Although this is not the exclusive route of ethanol metabolism, it is the predominant route by which alcohol in the body is metabolized. Other routes of ethanol metabolism are by the enzyme catalase and by the microsomal ethanol-oxidizing system (MEOS). Catalase and MEOS contribute to less than 10% of the normal metabolism of ethanol.
Nicotine adenine dinulcleotide (NAD) is also required in the alcohol dehydrogenase pathway
At forensically relevant blood alcohol concentrations (for example, BAC greater than 10 mg/100 mL), the elimination of alcohol from the blood follows zero-order kinetics. Zero-order kinetics means that a predictable, constant amount of alcohol is removed from the blood per unit of time. [At lower blood alcohol concentrations &lt;10 mg/100 mL, first-order kinetics takes over and an exponential loss of ethanol occurs per unit time]. Zero-order kinetics = independent of the concentration in the blood and linear with time.
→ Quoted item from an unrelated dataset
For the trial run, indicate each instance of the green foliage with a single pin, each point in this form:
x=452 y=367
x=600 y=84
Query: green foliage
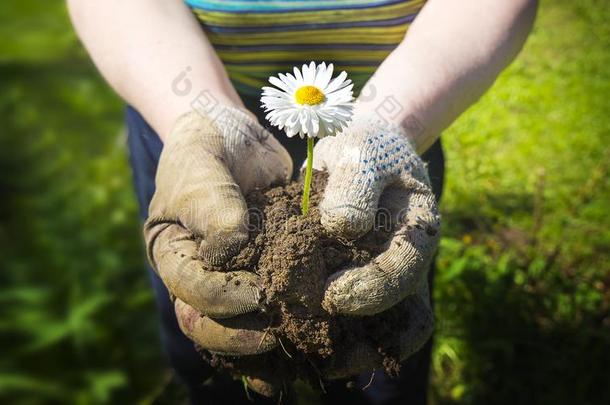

For the majority of individuals, this predictable rate of elimination ranges between 10 and 20 milligrams of alcohol per 100 millilitres of blood per hour. A reasonable mean rate of elimination is 15 mg/100 mL/hour although in reality the average rate of elimination is probably slightly higher than this.
For a given individual, the rate of elimination of alcohol from the blood is fixed and cannot be changed in the short-term by any of those “quick-fix”, sober-up-quick remedies – such as drinking coffee or taking a cold shower. The only way to remove alcohol from the blood is through the passage of time and none of the factors indicated here will enhance the removal of alcohol from the blood.
A note on fructose, since the required text p. 175 indicates that the administration of fructose, glycine and alanine may enhance ethanol elimination. The action of fructose in the enhancement of ethanol oxidation has been explained through the production of a metabolite of fructose d-glyceraldehyde which provides increased NAD cofactor for the oxidation of ethanol.
[Text also indicates “recent work has suggested that food, as well as affecting the absorption of ethanol might slightly enhance the elimination of ethanol” – this is unreferenced in the text, I would consider this an unfounded claim and until otherwise refuted, food should not be considered a possible means of increasing ethanol elimination in humans].
Ethanol causes vasodilatation of the cutaneous vessels which creates a feeling of warmth (flush) often associated with the consumption of alcoholic beverages, also results in a decrease in body temperature (loss of heat at the skin surface). This vasodilatation does not occur uniformly over the vasculature. In fact, moderate doses of ethanol can cause vasoconstriction in the heart and the brain.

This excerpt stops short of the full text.